Élections européennes, et alors ?


Réjouissez-vous bonnes gens, vous allez pouvoir aller voter dans une grand-messe quasi continentale de la démocratie ! C’est y pas beau, ça ?

Au menu, l’élection de 751 députés du Parlement européen, qui tous ensemble pèsent moins lourd que le Conseil, pouvoir législativo-exécutif parasite qui continue de représenter les intérêts particuliers des États membres. Ajoutez à cela le travail de sape des lobbies et les petits jeux de politique politicienne qui empêchent de réellement bousculer l’ordre établi, et vous aurez compris qu’il ne faut pas attendre grand-chose de ces fameuses élections européennes…

Mais quand même, comme on ne se refait pas, je me hasarderai à quelques projections et tentatives d’analyse, et je proposerai aussi quelques coups de projecteurs plus ciblés.

D’après les derniers sondages (qui sont toujours à prendre avec des pincettes, je sais), les trois grands partis européens « mainstream », ventre mou consensuel en faveur des beaux discours ronflants et du « business as usual » devraient récolter ensemble plus de la moitié des sièges (environ 400). C’est d’ailleurs la droite (PPE et ALDE) qui aurait la main, devançant largement les socialistes (S&D). A priori, on aurait donc droit à une grande coalition avec « la gauche » (si on peut encore l’appeler ainsi) dans le rôle de l’adjuvant, ou alors une configuration qui inclurait les écologistes (en très légère progression) pour se donner bonne conscience, mais sans prévoir aucune mesure révolutionnaire.

A l’autre extrême du spectre, les diverses formes d’extrême droite prospèrent bien plus qu’il ne le faudrait, et parmi elles, on a même la mauvaise surprise d’avoir un « Brexit party » en plus du UKIP au Royaume-Uni. Un petit commentaire passionné sur ce sujet, par mon chroniqueur-humoriste anglais préféré.

Et dans tout cela, qui a pris la mesure des enjeux, des défis à relever ? A mon petit niveau belgo-belge, je resterai bien sûr fidèle à ma liste de prédilection, Ecolo. J’ai eu l’occasion de voir récemment en conférence-débat son chef de file, Philippe Lamberts. Un discours aussi rouge que vert, aucune langue de bois, des réponses précises, argumentées et nuancées à toutes les questions… L’homme est bon orateur et connaît bien ses dossiers. En plus, on n’est pas ici en face d’un doux rêveur, mais d’un ancien banquier, qui a un temps travaillé à la City, à Londres. Il connaît donc bien l’ennemi qu’il combat. Ici, un petit échantillon de sa verve au PE (et vous pardonnerez la petite mise en scène).

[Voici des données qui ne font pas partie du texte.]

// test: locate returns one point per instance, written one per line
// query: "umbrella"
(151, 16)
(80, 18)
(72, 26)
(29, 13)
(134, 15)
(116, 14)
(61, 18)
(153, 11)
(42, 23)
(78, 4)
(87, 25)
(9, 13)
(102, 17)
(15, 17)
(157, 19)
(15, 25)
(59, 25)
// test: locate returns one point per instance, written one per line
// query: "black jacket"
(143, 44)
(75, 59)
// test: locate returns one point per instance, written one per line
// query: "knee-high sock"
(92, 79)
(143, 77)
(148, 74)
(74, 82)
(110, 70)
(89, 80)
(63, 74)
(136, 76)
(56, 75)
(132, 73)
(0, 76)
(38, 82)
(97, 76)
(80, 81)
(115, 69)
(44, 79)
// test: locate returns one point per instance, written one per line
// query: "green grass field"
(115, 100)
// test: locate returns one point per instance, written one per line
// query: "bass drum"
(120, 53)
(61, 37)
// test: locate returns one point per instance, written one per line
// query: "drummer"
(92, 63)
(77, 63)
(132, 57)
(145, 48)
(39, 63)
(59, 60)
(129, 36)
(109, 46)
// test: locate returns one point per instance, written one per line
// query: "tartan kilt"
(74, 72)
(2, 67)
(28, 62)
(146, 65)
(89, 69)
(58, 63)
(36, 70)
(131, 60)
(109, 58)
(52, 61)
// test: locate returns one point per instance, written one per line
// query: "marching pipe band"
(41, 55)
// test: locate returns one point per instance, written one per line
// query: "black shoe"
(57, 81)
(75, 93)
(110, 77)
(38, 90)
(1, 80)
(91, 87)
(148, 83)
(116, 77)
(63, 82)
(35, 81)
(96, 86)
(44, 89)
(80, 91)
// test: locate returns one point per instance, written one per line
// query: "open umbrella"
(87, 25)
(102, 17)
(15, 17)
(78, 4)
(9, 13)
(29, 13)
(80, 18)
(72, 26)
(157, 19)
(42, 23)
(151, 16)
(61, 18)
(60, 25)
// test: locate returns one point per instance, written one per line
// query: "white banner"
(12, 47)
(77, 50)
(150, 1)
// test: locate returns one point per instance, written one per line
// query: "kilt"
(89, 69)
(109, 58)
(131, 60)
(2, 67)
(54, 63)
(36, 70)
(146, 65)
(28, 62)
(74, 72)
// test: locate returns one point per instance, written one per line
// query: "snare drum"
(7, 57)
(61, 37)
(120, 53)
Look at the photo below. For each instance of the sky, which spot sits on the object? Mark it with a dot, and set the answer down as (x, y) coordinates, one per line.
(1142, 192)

Par ailleurs, comme il est de coutume pour tout Belge francophone, mon attention se porte aussi sur l’actualité politique française. Les thèmes de la campagne, chez nos voisins sont d’ailleurs assez tristement comparables à ceux qui monopolisent le débat ici. En résumé, le pouvoir en place tâche de ramener les enjeux à des peurs primaires (sécurité, immigration), assurant être ferme et humain à la fois, au contraire de l’extrême-droite barbare. Et sur les thèmes économiques, l’accent est mis sur l’individualisme, sur le confort que chacun pourrait conserver ou gagner. Dans tout cela, peu de place pour la solidarité collective et l’environnement, qui sont des thèmes que les dirigeants souhaitent éluder le plus possible. Mais, dans cet océan de court-termisme égoïste et de repli sur soi maladif, signalons tout de même quelques lueurs d’intelligence et d’humanité.

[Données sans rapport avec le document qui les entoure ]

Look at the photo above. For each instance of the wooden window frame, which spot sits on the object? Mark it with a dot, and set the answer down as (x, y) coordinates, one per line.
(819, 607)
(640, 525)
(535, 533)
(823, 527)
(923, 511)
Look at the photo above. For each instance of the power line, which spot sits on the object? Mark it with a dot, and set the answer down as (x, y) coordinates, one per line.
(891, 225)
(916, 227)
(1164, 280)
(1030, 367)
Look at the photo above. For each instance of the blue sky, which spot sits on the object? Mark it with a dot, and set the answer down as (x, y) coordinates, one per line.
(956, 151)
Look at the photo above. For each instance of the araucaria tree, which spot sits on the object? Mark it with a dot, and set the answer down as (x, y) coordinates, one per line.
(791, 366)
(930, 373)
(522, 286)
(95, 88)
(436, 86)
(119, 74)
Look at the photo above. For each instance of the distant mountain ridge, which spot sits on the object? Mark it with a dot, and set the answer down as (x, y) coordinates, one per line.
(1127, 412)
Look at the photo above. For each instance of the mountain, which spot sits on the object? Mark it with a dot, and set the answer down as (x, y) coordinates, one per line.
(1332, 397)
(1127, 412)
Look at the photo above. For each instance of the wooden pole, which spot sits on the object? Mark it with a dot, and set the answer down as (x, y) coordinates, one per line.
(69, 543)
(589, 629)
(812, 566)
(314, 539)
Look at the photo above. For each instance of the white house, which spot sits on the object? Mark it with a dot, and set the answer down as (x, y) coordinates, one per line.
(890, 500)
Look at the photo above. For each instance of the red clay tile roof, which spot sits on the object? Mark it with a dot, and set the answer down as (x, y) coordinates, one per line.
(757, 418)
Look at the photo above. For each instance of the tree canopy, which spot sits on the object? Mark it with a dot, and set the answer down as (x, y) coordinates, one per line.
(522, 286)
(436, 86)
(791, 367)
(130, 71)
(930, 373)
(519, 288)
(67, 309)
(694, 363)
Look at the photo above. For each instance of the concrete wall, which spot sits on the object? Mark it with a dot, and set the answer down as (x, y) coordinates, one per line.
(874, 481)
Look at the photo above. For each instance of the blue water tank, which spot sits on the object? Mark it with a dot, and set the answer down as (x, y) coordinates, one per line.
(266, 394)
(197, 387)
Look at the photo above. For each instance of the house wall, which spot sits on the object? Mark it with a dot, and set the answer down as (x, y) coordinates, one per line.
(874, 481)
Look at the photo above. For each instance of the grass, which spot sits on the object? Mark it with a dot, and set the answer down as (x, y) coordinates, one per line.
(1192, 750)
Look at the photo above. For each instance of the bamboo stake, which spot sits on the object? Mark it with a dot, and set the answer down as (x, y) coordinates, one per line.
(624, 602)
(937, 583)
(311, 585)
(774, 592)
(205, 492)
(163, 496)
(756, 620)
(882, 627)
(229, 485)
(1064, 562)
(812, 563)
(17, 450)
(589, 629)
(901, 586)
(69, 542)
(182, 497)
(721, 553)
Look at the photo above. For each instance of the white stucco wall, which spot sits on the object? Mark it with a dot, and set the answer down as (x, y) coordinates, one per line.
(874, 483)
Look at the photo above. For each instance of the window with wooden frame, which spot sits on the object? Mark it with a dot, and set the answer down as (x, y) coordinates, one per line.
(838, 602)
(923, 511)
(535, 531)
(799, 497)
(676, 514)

La plus remarquable vient d’une petite liste tirée par une ancienne ministre, Delphine Batho, limogée en son temps pour avoir protesté contre le manque de moyens alloués au Ministère de l’Écologie. Cette femme politique hors norme propose une « écologie intégrale » directement inspirée des collapsologues, et n’hésite pas à proposer des mesures radicales, dont une baisse du confort matériel, pour tenter de sauver les civilisations humaines… et toute la biodiversité, avant toute chose ! Évidemment, avec un programme pareil, impossible de décoller dans les sondages…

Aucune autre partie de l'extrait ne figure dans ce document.